Critics also point out that AGENTS.md shifts responsibility from the tool to the user: if an AI makes a mistake, the developer is expected to have specified better instructions. This can lead to a blame game, with maintainers spending more time debugging the policy file than actually fixing code.
The Future of Repository Policy for AI
As AI coding agents become more autonomous, the role of AGENTS.md will likely expand. Future versions might include:
- Agent-to-agent protocols: Allowing an AI reviewer agent to read AGENTS.md and automatically request changes on AI-generated PRs.
- Dynamic overrides: Certain rules that activate only during specific phases of the development cycle, such as relaxed testing during prototyping sprints.
- Telemetry and audit logs: Tying AGENTS.md violations to an audit trail that shows which rules were broken, by which AI, and when.
The six repositories highlighted here are not just users of AGENTS.md; they are reference implementations for the rest of the industry.
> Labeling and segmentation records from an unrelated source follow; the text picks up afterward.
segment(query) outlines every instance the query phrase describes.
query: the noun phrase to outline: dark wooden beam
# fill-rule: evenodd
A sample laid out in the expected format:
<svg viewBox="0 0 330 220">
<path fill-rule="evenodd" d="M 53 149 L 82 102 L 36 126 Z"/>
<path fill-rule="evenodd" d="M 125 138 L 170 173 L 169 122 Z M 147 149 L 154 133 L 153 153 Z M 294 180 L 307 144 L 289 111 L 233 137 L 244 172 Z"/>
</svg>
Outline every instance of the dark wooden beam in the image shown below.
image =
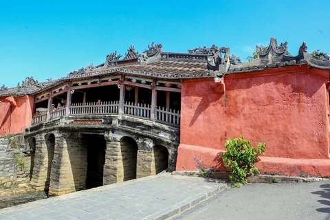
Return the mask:
<svg viewBox="0 0 330 220">
<path fill-rule="evenodd" d="M 156 80 L 153 79 L 153 90 L 151 91 L 151 110 L 150 113 L 151 119 L 153 122 L 155 122 L 156 118 L 156 106 L 157 106 L 157 91 L 155 88 Z"/>
<path fill-rule="evenodd" d="M 67 92 L 67 90 L 68 90 L 68 89 L 67 87 L 65 89 L 64 89 L 63 90 L 61 90 L 58 92 L 56 92 L 56 94 L 50 95 L 50 97 L 51 98 L 56 97 L 57 96 L 59 96 L 60 94 L 65 94 L 65 93 Z"/>
<path fill-rule="evenodd" d="M 131 85 L 133 87 L 142 87 L 142 88 L 151 89 L 150 85 L 141 84 L 141 83 L 133 82 L 130 81 L 124 81 L 124 84 Z"/>
<path fill-rule="evenodd" d="M 181 92 L 181 89 L 171 88 L 171 87 L 156 87 L 156 90 L 166 91 Z"/>
<path fill-rule="evenodd" d="M 122 116 L 124 113 L 124 99 L 125 98 L 125 85 L 122 83 L 124 82 L 124 74 L 120 76 L 120 94 L 119 95 L 119 107 L 118 114 L 119 118 L 122 118 Z"/>
<path fill-rule="evenodd" d="M 117 81 L 112 81 L 112 82 L 101 82 L 100 84 L 95 83 L 91 85 L 78 85 L 76 87 L 71 87 L 72 89 L 88 89 L 88 88 L 93 88 L 93 87 L 104 87 L 107 85 L 118 85 L 120 84 L 120 80 Z"/>
<path fill-rule="evenodd" d="M 47 100 L 48 100 L 48 98 L 50 98 L 49 94 L 47 94 L 46 97 L 43 97 L 43 98 L 39 98 L 37 100 L 35 100 L 34 104 L 39 103 L 39 102 L 41 102 L 43 101 Z"/>
</svg>

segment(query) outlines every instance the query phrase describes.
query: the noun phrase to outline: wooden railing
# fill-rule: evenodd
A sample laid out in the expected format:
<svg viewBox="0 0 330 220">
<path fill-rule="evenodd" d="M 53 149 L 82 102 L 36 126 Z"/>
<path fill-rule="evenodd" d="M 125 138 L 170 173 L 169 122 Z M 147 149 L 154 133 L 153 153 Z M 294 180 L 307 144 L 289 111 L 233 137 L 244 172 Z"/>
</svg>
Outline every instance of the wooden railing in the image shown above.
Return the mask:
<svg viewBox="0 0 330 220">
<path fill-rule="evenodd" d="M 168 124 L 180 124 L 180 111 L 174 109 L 157 107 L 156 109 L 156 121 Z"/>
<path fill-rule="evenodd" d="M 104 115 L 118 113 L 119 101 L 97 102 L 72 103 L 70 106 L 70 115 Z"/>
<path fill-rule="evenodd" d="M 34 115 L 32 116 L 32 124 L 45 122 L 47 119 L 47 113 Z"/>
<path fill-rule="evenodd" d="M 65 106 L 61 107 L 60 109 L 56 109 L 54 111 L 50 113 L 50 118 L 56 118 L 63 116 L 65 116 L 66 113 Z"/>
<path fill-rule="evenodd" d="M 125 102 L 124 103 L 124 114 L 135 116 L 138 117 L 150 118 L 150 111 L 151 107 L 150 104 Z"/>
<path fill-rule="evenodd" d="M 133 116 L 151 120 L 151 107 L 148 104 L 125 102 L 123 104 L 124 115 Z M 107 115 L 119 114 L 119 101 L 96 102 L 72 103 L 69 115 Z M 50 119 L 54 119 L 66 115 L 66 107 L 50 112 Z M 157 122 L 178 126 L 180 124 L 180 111 L 157 107 L 155 109 L 155 120 Z M 47 121 L 47 113 L 32 116 L 32 124 Z"/>
</svg>

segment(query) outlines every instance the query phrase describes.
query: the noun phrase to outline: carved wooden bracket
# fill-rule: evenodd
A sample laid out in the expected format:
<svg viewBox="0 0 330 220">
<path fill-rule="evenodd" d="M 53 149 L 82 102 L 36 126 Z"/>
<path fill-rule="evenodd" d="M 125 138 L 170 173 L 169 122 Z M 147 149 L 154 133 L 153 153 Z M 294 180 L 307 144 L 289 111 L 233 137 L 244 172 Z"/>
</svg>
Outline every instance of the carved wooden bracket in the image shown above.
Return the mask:
<svg viewBox="0 0 330 220">
<path fill-rule="evenodd" d="M 214 91 L 217 94 L 223 94 L 226 92 L 225 80 L 223 77 L 221 78 L 214 78 L 215 87 Z"/>
</svg>

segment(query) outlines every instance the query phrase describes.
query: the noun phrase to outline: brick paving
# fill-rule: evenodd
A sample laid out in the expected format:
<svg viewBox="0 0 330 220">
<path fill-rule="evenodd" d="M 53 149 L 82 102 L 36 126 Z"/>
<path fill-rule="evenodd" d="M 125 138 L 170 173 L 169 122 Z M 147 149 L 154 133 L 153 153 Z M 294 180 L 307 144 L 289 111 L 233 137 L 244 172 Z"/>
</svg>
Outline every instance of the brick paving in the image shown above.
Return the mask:
<svg viewBox="0 0 330 220">
<path fill-rule="evenodd" d="M 0 219 L 166 219 L 225 186 L 165 173 L 6 208 Z"/>
</svg>

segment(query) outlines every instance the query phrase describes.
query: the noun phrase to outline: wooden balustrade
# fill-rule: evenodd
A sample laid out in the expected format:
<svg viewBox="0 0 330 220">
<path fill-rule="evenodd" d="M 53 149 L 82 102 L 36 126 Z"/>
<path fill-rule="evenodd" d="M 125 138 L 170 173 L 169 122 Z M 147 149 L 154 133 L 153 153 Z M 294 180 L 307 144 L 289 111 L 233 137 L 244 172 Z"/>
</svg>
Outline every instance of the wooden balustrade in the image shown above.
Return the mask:
<svg viewBox="0 0 330 220">
<path fill-rule="evenodd" d="M 56 118 L 60 116 L 65 116 L 66 108 L 65 105 L 61 107 L 59 109 L 56 109 L 54 111 L 50 113 L 50 118 Z"/>
<path fill-rule="evenodd" d="M 47 113 L 32 116 L 32 124 L 45 122 L 47 119 Z"/>
<path fill-rule="evenodd" d="M 164 107 L 157 107 L 156 109 L 156 121 L 169 124 L 180 124 L 180 111 Z"/>
<path fill-rule="evenodd" d="M 151 119 L 151 107 L 150 104 L 125 102 L 123 113 L 138 118 Z M 50 119 L 65 116 L 65 106 L 50 113 Z M 119 113 L 119 101 L 106 101 L 101 104 L 97 102 L 72 103 L 69 107 L 69 116 L 79 115 L 107 115 Z M 157 107 L 155 109 L 155 121 L 160 123 L 178 126 L 180 124 L 180 111 Z M 32 124 L 47 120 L 47 113 L 39 114 L 32 117 Z"/>
<path fill-rule="evenodd" d="M 124 103 L 124 114 L 150 118 L 151 107 L 148 104 L 125 102 Z"/>
<path fill-rule="evenodd" d="M 72 103 L 70 106 L 70 115 L 104 115 L 118 113 L 119 101 L 97 102 Z"/>
</svg>

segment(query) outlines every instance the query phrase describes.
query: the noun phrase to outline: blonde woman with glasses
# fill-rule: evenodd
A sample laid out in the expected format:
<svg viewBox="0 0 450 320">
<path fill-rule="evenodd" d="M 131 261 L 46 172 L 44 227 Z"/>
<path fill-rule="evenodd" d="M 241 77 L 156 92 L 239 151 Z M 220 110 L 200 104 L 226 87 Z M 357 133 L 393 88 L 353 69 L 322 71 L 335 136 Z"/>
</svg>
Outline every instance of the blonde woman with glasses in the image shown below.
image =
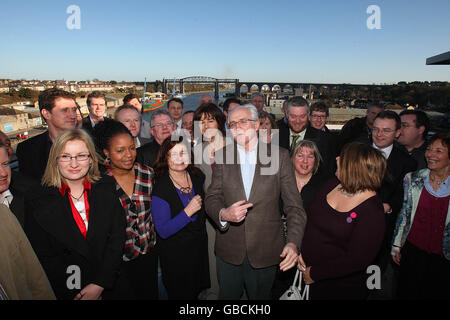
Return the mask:
<svg viewBox="0 0 450 320">
<path fill-rule="evenodd" d="M 94 143 L 85 131 L 58 136 L 41 185 L 27 195 L 25 232 L 56 298 L 111 297 L 125 215 L 113 179 L 100 179 Z"/>
</svg>

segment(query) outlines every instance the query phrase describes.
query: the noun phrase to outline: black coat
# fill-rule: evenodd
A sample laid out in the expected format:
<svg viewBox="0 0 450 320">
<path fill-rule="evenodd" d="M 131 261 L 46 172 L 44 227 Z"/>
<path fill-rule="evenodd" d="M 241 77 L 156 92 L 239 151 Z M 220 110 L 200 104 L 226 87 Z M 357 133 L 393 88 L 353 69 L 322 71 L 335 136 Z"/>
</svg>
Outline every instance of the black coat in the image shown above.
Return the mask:
<svg viewBox="0 0 450 320">
<path fill-rule="evenodd" d="M 9 205 L 12 213 L 19 220 L 22 228 L 25 226 L 25 195 L 31 188 L 36 188 L 39 184 L 20 172 L 11 172 L 11 183 L 9 191 L 13 195 L 13 201 Z"/>
<path fill-rule="evenodd" d="M 204 175 L 196 176 L 190 173 L 190 177 L 195 194 L 204 200 Z M 152 196 L 169 203 L 172 218 L 184 209 L 169 174 L 156 181 Z M 196 215 L 194 222 L 169 238 L 162 239 L 158 236 L 162 276 L 169 299 L 196 299 L 201 290 L 210 286 L 204 204 Z"/>
<path fill-rule="evenodd" d="M 16 150 L 19 171 L 40 183 L 52 145 L 48 131 L 19 143 Z"/>
<path fill-rule="evenodd" d="M 69 194 L 54 187 L 33 190 L 26 197 L 25 232 L 58 299 L 72 300 L 90 283 L 113 289 L 125 242 L 125 213 L 111 177 L 92 184 L 87 238 L 73 219 Z M 69 289 L 69 266 L 81 270 L 80 289 Z M 69 281 L 70 282 L 70 281 Z"/>
</svg>

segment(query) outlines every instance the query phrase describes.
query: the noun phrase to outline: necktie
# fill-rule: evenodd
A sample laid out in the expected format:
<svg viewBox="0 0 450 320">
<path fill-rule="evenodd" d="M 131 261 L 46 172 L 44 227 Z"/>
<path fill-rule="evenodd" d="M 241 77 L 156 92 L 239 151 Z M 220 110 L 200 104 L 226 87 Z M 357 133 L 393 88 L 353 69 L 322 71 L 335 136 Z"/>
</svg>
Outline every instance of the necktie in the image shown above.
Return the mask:
<svg viewBox="0 0 450 320">
<path fill-rule="evenodd" d="M 298 138 L 300 138 L 299 135 L 292 136 L 292 143 L 291 143 L 291 148 L 290 148 L 291 151 L 294 150 L 294 147 L 295 147 L 295 144 L 297 143 Z"/>
</svg>

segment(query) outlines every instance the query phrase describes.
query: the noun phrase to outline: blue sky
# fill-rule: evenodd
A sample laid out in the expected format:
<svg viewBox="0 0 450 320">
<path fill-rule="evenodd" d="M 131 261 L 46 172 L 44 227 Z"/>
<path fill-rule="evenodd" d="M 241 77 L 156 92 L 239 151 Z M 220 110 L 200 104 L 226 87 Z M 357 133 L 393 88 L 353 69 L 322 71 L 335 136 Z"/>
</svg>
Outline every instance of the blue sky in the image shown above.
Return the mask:
<svg viewBox="0 0 450 320">
<path fill-rule="evenodd" d="M 425 65 L 450 51 L 449 12 L 448 0 L 2 0 L 0 78 L 450 81 L 450 66 Z"/>
</svg>

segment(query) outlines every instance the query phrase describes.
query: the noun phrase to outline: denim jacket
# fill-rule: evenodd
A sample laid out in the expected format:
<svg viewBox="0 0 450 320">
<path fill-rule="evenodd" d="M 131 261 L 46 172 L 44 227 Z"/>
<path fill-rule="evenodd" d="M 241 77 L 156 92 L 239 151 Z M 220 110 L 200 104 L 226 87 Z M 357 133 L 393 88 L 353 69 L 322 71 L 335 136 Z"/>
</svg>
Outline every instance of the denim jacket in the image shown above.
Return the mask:
<svg viewBox="0 0 450 320">
<path fill-rule="evenodd" d="M 394 231 L 394 238 L 392 244 L 397 247 L 402 247 L 405 244 L 408 233 L 414 221 L 414 215 L 419 204 L 420 194 L 425 187 L 425 181 L 430 174 L 429 169 L 422 169 L 415 172 L 410 172 L 405 175 L 403 179 L 404 197 L 403 206 L 398 215 L 397 223 Z M 450 260 L 450 206 L 447 210 L 447 217 L 445 219 L 444 239 L 442 244 L 443 255 L 447 260 Z"/>
</svg>

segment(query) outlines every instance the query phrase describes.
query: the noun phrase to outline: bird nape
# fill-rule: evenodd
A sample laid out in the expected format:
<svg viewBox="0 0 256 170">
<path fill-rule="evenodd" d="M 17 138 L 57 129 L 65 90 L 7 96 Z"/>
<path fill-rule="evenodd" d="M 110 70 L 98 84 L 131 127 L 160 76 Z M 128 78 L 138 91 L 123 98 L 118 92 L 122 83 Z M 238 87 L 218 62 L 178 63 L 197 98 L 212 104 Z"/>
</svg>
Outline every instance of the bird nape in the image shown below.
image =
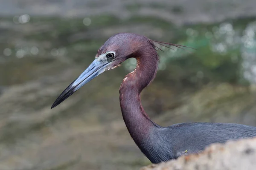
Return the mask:
<svg viewBox="0 0 256 170">
<path fill-rule="evenodd" d="M 150 40 L 132 33 L 113 35 L 101 47 L 91 65 L 59 96 L 56 107 L 81 87 L 125 60 L 135 58 L 134 70 L 127 75 L 119 89 L 119 99 L 125 123 L 141 151 L 153 163 L 199 153 L 213 143 L 256 136 L 256 128 L 231 123 L 183 123 L 167 127 L 159 125 L 142 107 L 140 94 L 154 79 L 159 56 L 155 45 L 187 47 Z M 166 46 L 167 45 L 167 46 Z"/>
</svg>

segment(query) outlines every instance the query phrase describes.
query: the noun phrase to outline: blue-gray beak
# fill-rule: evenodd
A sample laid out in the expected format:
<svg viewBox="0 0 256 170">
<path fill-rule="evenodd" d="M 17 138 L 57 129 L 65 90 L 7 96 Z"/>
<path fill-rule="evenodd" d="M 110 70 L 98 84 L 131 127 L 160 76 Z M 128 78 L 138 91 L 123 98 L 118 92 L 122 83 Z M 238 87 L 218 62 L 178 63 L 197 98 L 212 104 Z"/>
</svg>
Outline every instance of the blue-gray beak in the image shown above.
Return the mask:
<svg viewBox="0 0 256 170">
<path fill-rule="evenodd" d="M 111 62 L 107 60 L 99 61 L 95 59 L 88 68 L 65 89 L 54 102 L 51 108 L 57 106 L 82 86 L 104 72 Z"/>
</svg>

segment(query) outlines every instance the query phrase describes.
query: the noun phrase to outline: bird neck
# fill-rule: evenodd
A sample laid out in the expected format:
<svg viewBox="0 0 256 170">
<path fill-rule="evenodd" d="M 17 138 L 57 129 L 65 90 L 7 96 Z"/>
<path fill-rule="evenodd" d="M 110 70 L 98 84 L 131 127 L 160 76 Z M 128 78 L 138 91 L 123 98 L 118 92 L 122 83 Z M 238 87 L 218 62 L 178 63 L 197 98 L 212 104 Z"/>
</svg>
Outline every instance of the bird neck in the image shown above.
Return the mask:
<svg viewBox="0 0 256 170">
<path fill-rule="evenodd" d="M 143 150 L 143 143 L 148 142 L 151 133 L 158 126 L 147 115 L 140 100 L 141 91 L 155 76 L 157 59 L 157 56 L 136 58 L 135 69 L 125 76 L 119 89 L 124 121 L 131 136 L 141 150 Z"/>
</svg>

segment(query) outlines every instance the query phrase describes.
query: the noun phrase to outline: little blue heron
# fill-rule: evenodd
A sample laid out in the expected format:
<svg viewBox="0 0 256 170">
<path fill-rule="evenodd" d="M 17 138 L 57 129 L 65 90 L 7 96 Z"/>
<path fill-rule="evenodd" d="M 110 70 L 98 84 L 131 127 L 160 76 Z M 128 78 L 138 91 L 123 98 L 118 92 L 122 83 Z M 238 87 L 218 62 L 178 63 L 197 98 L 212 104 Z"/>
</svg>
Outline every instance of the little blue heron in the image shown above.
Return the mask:
<svg viewBox="0 0 256 170">
<path fill-rule="evenodd" d="M 152 163 L 198 153 L 213 143 L 256 136 L 256 127 L 242 125 L 183 123 L 164 127 L 152 121 L 142 105 L 140 96 L 142 90 L 153 81 L 157 71 L 159 56 L 156 43 L 185 47 L 153 40 L 132 33 L 119 33 L 112 36 L 99 49 L 95 60 L 62 92 L 51 108 L 105 71 L 133 57 L 137 60 L 137 65 L 122 82 L 119 90 L 120 105 L 130 134 Z"/>
</svg>

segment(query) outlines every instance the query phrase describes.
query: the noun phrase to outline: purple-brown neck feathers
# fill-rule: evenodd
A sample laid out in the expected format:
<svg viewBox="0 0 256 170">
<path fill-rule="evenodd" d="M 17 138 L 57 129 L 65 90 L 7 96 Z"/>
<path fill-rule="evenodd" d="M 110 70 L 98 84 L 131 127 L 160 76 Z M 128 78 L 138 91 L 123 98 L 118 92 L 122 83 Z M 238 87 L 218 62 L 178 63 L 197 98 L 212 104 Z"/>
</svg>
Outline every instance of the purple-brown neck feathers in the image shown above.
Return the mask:
<svg viewBox="0 0 256 170">
<path fill-rule="evenodd" d="M 130 134 L 139 147 L 143 149 L 143 144 L 148 142 L 150 132 L 157 125 L 144 111 L 140 94 L 154 79 L 159 59 L 155 46 L 149 39 L 136 34 L 134 36 L 135 43 L 133 46 L 136 50 L 130 57 L 137 59 L 137 65 L 134 71 L 126 75 L 122 82 L 119 89 L 120 104 Z"/>
</svg>

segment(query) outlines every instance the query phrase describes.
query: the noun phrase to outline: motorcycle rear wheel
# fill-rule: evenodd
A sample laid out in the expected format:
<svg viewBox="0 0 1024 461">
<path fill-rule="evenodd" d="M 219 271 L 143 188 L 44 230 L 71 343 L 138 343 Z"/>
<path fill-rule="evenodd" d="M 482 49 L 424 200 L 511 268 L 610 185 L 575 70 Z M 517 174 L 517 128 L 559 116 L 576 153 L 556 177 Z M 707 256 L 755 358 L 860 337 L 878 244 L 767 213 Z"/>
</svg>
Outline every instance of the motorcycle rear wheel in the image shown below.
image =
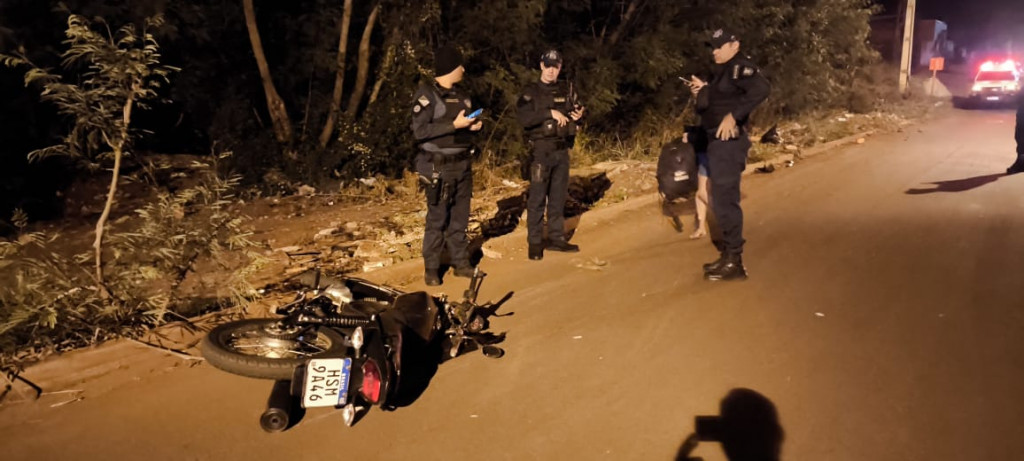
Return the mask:
<svg viewBox="0 0 1024 461">
<path fill-rule="evenodd" d="M 228 322 L 203 339 L 203 357 L 225 372 L 259 379 L 292 379 L 295 368 L 321 355 L 342 355 L 345 338 L 329 328 L 283 331 L 274 319 Z"/>
</svg>

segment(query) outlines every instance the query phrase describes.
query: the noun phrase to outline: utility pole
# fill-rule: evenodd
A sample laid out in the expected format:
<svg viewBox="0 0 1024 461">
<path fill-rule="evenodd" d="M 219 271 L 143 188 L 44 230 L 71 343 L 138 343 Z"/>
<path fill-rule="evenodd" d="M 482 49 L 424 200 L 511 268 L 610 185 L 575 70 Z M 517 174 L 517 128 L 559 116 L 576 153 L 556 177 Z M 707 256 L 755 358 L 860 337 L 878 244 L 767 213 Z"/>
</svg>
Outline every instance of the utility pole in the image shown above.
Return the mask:
<svg viewBox="0 0 1024 461">
<path fill-rule="evenodd" d="M 906 95 L 910 82 L 910 57 L 913 54 L 913 19 L 916 0 L 906 0 L 906 17 L 903 19 L 903 54 L 899 66 L 899 93 Z"/>
</svg>

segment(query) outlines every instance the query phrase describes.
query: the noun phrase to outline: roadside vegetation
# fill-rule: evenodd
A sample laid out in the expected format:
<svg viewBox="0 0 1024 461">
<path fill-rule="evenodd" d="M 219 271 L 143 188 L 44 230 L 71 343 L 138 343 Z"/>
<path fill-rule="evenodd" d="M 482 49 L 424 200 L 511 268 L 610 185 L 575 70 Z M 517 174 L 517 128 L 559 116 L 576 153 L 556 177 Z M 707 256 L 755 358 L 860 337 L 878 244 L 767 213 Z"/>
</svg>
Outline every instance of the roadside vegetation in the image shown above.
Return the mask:
<svg viewBox="0 0 1024 461">
<path fill-rule="evenodd" d="M 257 297 L 268 248 L 238 203 L 418 200 L 410 98 L 443 42 L 463 49 L 465 87 L 486 109 L 480 197 L 518 180 L 514 103 L 551 46 L 589 111 L 577 167 L 652 161 L 695 123 L 677 77 L 710 71 L 703 42 L 717 27 L 738 31 L 773 83 L 754 134 L 775 127 L 780 142 L 758 144 L 752 162 L 900 129 L 933 104 L 896 93 L 895 70 L 866 41 L 877 7 L 864 0 L 40 3 L 0 6 L 0 87 L 14 94 L 0 142 L 16 165 L 0 173 L 11 178 L 0 191 L 0 366 Z M 164 161 L 179 153 L 194 158 L 187 172 Z M 44 188 L 63 201 L 55 216 L 17 200 L 33 174 L 69 178 Z M 105 185 L 67 197 L 72 182 Z M 126 182 L 145 192 L 119 202 Z M 35 227 L 67 216 L 72 199 L 95 202 L 91 247 Z"/>
</svg>

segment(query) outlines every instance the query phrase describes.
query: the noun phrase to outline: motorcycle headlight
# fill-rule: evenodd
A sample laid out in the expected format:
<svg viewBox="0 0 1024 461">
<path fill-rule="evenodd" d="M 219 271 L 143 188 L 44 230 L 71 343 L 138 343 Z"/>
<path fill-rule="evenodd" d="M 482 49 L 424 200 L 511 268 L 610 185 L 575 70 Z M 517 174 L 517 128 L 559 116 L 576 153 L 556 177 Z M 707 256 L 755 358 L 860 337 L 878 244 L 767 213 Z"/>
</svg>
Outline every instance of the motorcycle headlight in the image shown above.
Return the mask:
<svg viewBox="0 0 1024 461">
<path fill-rule="evenodd" d="M 331 303 L 338 308 L 352 302 L 352 290 L 349 290 L 344 285 L 331 285 L 325 288 L 324 296 L 327 296 L 331 300 Z"/>
</svg>

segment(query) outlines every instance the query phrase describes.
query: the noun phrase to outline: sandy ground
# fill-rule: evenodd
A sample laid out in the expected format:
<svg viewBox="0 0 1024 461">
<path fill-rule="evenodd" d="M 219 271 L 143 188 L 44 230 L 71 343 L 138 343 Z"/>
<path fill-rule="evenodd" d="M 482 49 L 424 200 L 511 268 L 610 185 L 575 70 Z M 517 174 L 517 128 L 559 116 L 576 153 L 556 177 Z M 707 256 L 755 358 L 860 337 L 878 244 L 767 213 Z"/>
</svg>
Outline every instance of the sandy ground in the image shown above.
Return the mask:
<svg viewBox="0 0 1024 461">
<path fill-rule="evenodd" d="M 493 241 L 503 257 L 484 260 L 481 298 L 514 292 L 515 315 L 493 322 L 506 357 L 443 364 L 412 406 L 354 427 L 316 410 L 263 433 L 269 382 L 118 343 L 68 359 L 93 370 L 83 392 L 0 408 L 3 458 L 670 460 L 695 416 L 749 388 L 777 411 L 783 459 L 1017 459 L 1013 122 L 954 111 L 748 176 L 742 283 L 701 280 L 713 248 L 674 232 L 652 196 L 584 214 L 577 255 L 529 261 L 521 234 Z M 368 277 L 422 289 L 420 270 Z M 82 400 L 51 407 L 68 395 Z M 726 459 L 716 443 L 692 456 Z"/>
</svg>

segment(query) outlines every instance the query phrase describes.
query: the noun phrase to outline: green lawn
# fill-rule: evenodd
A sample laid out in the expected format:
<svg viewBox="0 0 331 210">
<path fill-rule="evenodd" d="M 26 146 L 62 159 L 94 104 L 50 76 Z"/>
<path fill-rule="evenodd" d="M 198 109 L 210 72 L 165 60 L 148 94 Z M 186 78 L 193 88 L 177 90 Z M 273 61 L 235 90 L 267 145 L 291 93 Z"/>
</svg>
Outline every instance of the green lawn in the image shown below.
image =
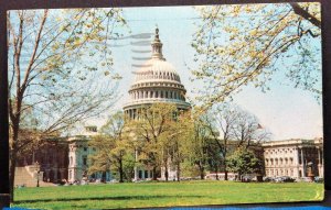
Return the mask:
<svg viewBox="0 0 331 210">
<path fill-rule="evenodd" d="M 233 181 L 100 184 L 22 188 L 17 189 L 14 196 L 14 207 L 118 209 L 322 200 L 323 185 Z"/>
</svg>

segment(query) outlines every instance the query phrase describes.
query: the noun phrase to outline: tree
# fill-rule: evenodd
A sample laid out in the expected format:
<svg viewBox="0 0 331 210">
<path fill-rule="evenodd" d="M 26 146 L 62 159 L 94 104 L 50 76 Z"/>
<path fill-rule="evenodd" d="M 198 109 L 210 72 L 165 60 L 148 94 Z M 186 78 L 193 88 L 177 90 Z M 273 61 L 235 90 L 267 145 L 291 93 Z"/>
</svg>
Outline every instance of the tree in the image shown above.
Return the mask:
<svg viewBox="0 0 331 210">
<path fill-rule="evenodd" d="M 199 111 L 194 111 L 192 117 L 186 118 L 186 136 L 183 136 L 184 139 L 182 140 L 186 167 L 190 170 L 194 170 L 194 167 L 197 167 L 201 179 L 204 179 L 205 176 L 204 173 L 209 161 L 207 150 L 209 144 L 211 144 L 211 133 L 209 128 L 206 128 L 204 118 L 204 114 L 201 114 Z"/>
<path fill-rule="evenodd" d="M 122 112 L 110 115 L 100 134 L 89 142 L 89 146 L 96 148 L 95 154 L 89 157 L 89 174 L 114 168 L 119 174 L 119 183 L 124 183 L 125 174 L 129 175 L 134 170 L 130 163 L 134 162 L 135 152 Z"/>
<path fill-rule="evenodd" d="M 237 110 L 236 123 L 232 130 L 232 136 L 237 142 L 237 146 L 248 148 L 252 143 L 259 144 L 269 140 L 270 135 L 271 133 L 259 124 L 254 114 L 241 109 Z"/>
<path fill-rule="evenodd" d="M 125 21 L 118 9 L 10 11 L 7 20 L 12 202 L 24 112 L 45 139 L 107 110 L 116 99 L 107 42 Z"/>
<path fill-rule="evenodd" d="M 276 73 L 321 96 L 320 3 L 197 7 L 193 35 L 199 100 L 212 106 L 244 86 L 268 90 Z M 285 70 L 286 69 L 286 70 Z"/>
<path fill-rule="evenodd" d="M 139 161 L 152 167 L 153 180 L 157 180 L 157 169 L 167 164 L 164 148 L 169 132 L 173 132 L 171 124 L 175 113 L 174 104 L 154 103 L 140 109 L 138 119 L 131 120 Z"/>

Their public experiments will shape how the file evolves. Coder’s detailed AGENTS.md has already been forked and adapted by several smaller projects, demonstrating the viral potential of a well-crafted policy file.
For teams still on the fence, the message is clear: AGENTS.md is leaving the experimental phase and entering standard engineering practice. Adding one to your repository—even a minimal version specifying coding style and test commands—can pay immediate dividends in AI-authored code quality. Treat it like you would a linter configuration: version it, review changes, and iterate as your project grows.
2026 may well be the year that AGENTS.md becomes as ubiquitous as README.md. And for a discipline that blends documentation, policy, and prompt engineering, that’s a remarkable ascent from a simple Markdown file.